Annabel Mehran
Her songs are like epic poems sprung to life.
To her legions of devoted listeners, Joanna Newsom’s songs are like aural crossword puzzles, mysteries to be unraveled and dissected into their component references and influences.
But despite the fact that she’s almost constantly barraged by fan requests to explicate her song catalogue, she’s not trying to baffle anybody.
“I’m honored by the fact that people are listening with that level of interest,” says Newsom, who spoke to Isthmus by phone from New York City as she was gearing up for a North American tour that stops at Madison’s Orpheum Theater on Friday, Dec. 18. “But I’m not being intentionally complex. It’s just kind of the way I work. I’m trying to create a series of worlds that feel real to me. One of the things I do is layer, like layers of lacquer to a painter. For me, the most important thing is the story — the narrative truth of the song.”

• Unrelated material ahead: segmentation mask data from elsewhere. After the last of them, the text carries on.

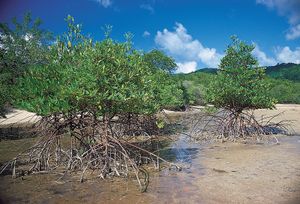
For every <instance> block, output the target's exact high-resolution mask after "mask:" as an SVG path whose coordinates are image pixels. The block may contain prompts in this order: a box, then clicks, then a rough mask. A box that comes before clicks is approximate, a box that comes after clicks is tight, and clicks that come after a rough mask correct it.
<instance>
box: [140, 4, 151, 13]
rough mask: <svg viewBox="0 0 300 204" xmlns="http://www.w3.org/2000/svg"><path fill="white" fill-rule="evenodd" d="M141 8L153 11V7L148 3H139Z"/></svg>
mask: <svg viewBox="0 0 300 204" xmlns="http://www.w3.org/2000/svg"><path fill="white" fill-rule="evenodd" d="M140 8H141V9H145V10H147V11H149V12H150V13H154V8H153V7H152V6H151V5H150V4H142V5H140Z"/></svg>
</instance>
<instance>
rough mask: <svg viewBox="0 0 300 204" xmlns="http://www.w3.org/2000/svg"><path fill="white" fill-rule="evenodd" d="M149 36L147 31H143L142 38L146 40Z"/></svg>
mask: <svg viewBox="0 0 300 204" xmlns="http://www.w3.org/2000/svg"><path fill="white" fill-rule="evenodd" d="M150 35H151V33H150V32H149V31H147V30H145V31H144V33H143V37H144V38H147V37H149V36H150Z"/></svg>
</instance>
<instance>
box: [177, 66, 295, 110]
mask: <svg viewBox="0 0 300 204" xmlns="http://www.w3.org/2000/svg"><path fill="white" fill-rule="evenodd" d="M217 70H218V69H216V68H204V69H199V70H197V71H195V72H192V73H189V74H176V75H174V78H176V80H177V81H180V83H181V84H182V85H183V87H184V88H186V93H187V100H188V101H189V103H190V104H192V105H203V104H205V101H204V100H203V94H204V91H205V88H206V87H207V86H208V84H209V83H210V81H212V80H214V75H215V74H216V73H217ZM266 74H267V77H268V79H267V80H269V81H270V83H271V86H272V89H271V95H272V96H273V97H275V98H276V99H277V100H278V103H297V104H300V64H293V63H287V64H277V65H275V66H270V67H266Z"/></svg>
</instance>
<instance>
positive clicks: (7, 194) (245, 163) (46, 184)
mask: <svg viewBox="0 0 300 204" xmlns="http://www.w3.org/2000/svg"><path fill="white" fill-rule="evenodd" d="M282 111H285V112H284V113H283V114H282V115H281V116H280V118H277V119H278V120H294V121H293V124H292V127H293V129H294V130H295V133H296V134H298V136H277V137H278V139H279V141H280V144H279V145H276V144H274V143H272V144H256V145H255V144H241V143H230V142H226V143H215V144H210V145H200V144H194V143H188V142H186V141H184V138H183V139H182V138H181V139H180V140H179V141H177V142H175V143H174V144H173V145H172V146H171V150H172V151H174V152H173V153H174V154H175V155H176V161H177V162H178V163H181V164H182V165H184V166H185V168H184V169H183V170H182V171H180V172H177V171H174V170H168V169H164V170H162V171H161V172H152V173H151V175H150V185H149V187H148V191H147V193H143V194H142V193H140V192H139V191H138V189H137V183H136V182H134V181H132V180H125V179H114V180H107V181H103V180H101V179H99V180H96V181H86V182H84V183H79V182H78V181H74V182H70V180H68V179H64V180H59V181H56V180H57V177H53V176H51V175H50V176H49V175H32V176H28V177H24V178H23V179H24V180H22V178H18V179H15V180H14V179H11V178H10V177H9V176H5V177H0V184H1V185H0V196H1V198H2V201H4V202H5V203H7V202H8V203H24V202H25V203H83V202H85V203H130V204H131V203H168V204H169V203H209V204H210V203H249V204H250V203H251V204H252V203H286V204H288V203H295V204H296V203H300V136H299V135H300V134H299V133H300V105H278V106H277V110H258V111H257V112H256V114H257V115H268V114H272V115H274V114H276V113H279V112H282ZM53 178H56V179H53Z"/></svg>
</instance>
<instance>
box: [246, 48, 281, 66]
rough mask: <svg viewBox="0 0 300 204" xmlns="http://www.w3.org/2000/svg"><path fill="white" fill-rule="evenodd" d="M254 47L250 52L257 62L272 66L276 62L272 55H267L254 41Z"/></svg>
mask: <svg viewBox="0 0 300 204" xmlns="http://www.w3.org/2000/svg"><path fill="white" fill-rule="evenodd" d="M254 45H255V49H254V50H253V51H252V54H253V55H254V56H255V57H256V58H257V60H258V62H259V64H260V65H262V66H272V65H275V64H276V60H275V59H274V58H272V57H268V56H267V55H266V53H264V52H263V51H262V50H260V48H259V46H258V45H257V44H256V43H254Z"/></svg>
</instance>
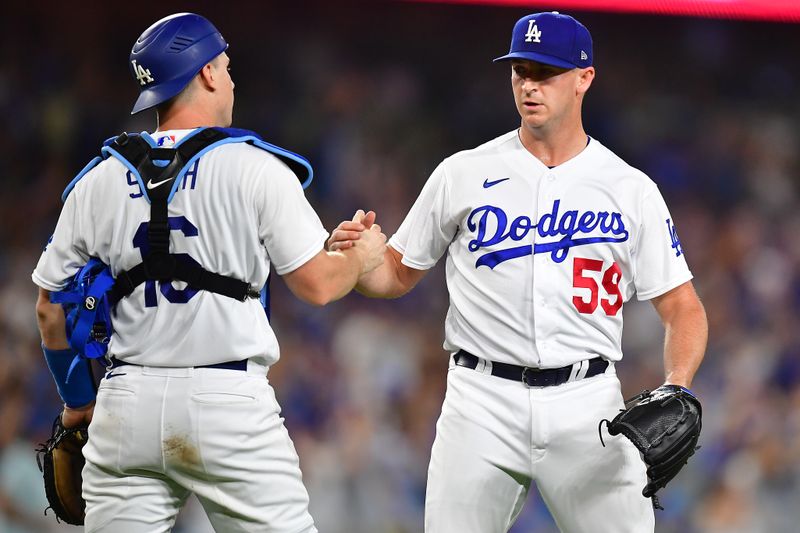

That’s abundantly evident on the 33-year-old’s latest release, Divers, where 11 meticulously rendered songs encompass histories both real and invented. “Waltz of the 101st Lightborne” imagines the fate of a military brigade, while the title of “Sapokanikan” connects the original name of Greenwich Village with references to Tammany Hall and the ill-fated Ozymandias (Egyptian Pharoah Ramesses II). Each song is like an epic poem sprung to lyrical life, evoked by Newsom’s soaring, throaty voice and her gorgeous harp-playing. They’re complex works that demand careful attention.
Newsom, who was born in Nevada City, Calif., and lived in New York while she was writing Divers, has said she was inspired in part by the city and that its complexities informed some of the narratives of her songs. The term she used when describing the album to the Los Angeles Times was “a narrative loop” in which the songs aren’t chronological but are linked by a concept. It’s obviously an appealing one — Divers attracted a heavy-hitting lineup of musical collaborators, including contemporary composer Nico Muhly and Dirty Projectors founder David Longstreth, who contributed orchestral arrangement to “Time, As a Symptom,” the Emily Dickinson-esque song that closes the album.
Newsom grew up in a house without TV — her mother, as she puts it, “had done a ton of research on the effects of watching violence on TV” — and while she wasn’t immune to its influence (in fact, she loves watching it today, something her husband, former Saturday Night Live star Andy Samberg, probably appreciates), it left her free to play in the woods, writing music and pursuing her love of the harp, the instrument she gravitated to at an early age.
“For my personality type, it was probably good [to not have TV]. I’m easily distracted.” Except when she’s writing music, that is. When she’s in the middle of making a record, Newsom becomes hyper-focused, which perhaps accounts for the attention to detail that marks her lyrics and composition.
“I forget to pay bills, I forget to eat,” she says of her musical fugue state. “When I start writing, I can’t stop until an idea is fully evoked.”
Newsom appreciates the fact that stories written about her no longer lead with the fact that she plays the unwieldy harp, as they did when she released her first albums, 2004’s The Milk-Eyed Mender and its 2006 follow-up Ys. Instead, everyone’s focused on figuring out her lyrical footnotes and influences.
She says it’s akin to how people appreciate — or fail to appreciate — a good joke.
“I could lay my songs bare in the cold glare of the sunlight, but at no point would the listener understand the essential truth, the true spirit of the song. I draw the line at the notion that someone needs to do work to ‘get’ the music.”
That’s fine by us, Joanna. We’re happy just to sit back and appreciate the beauty.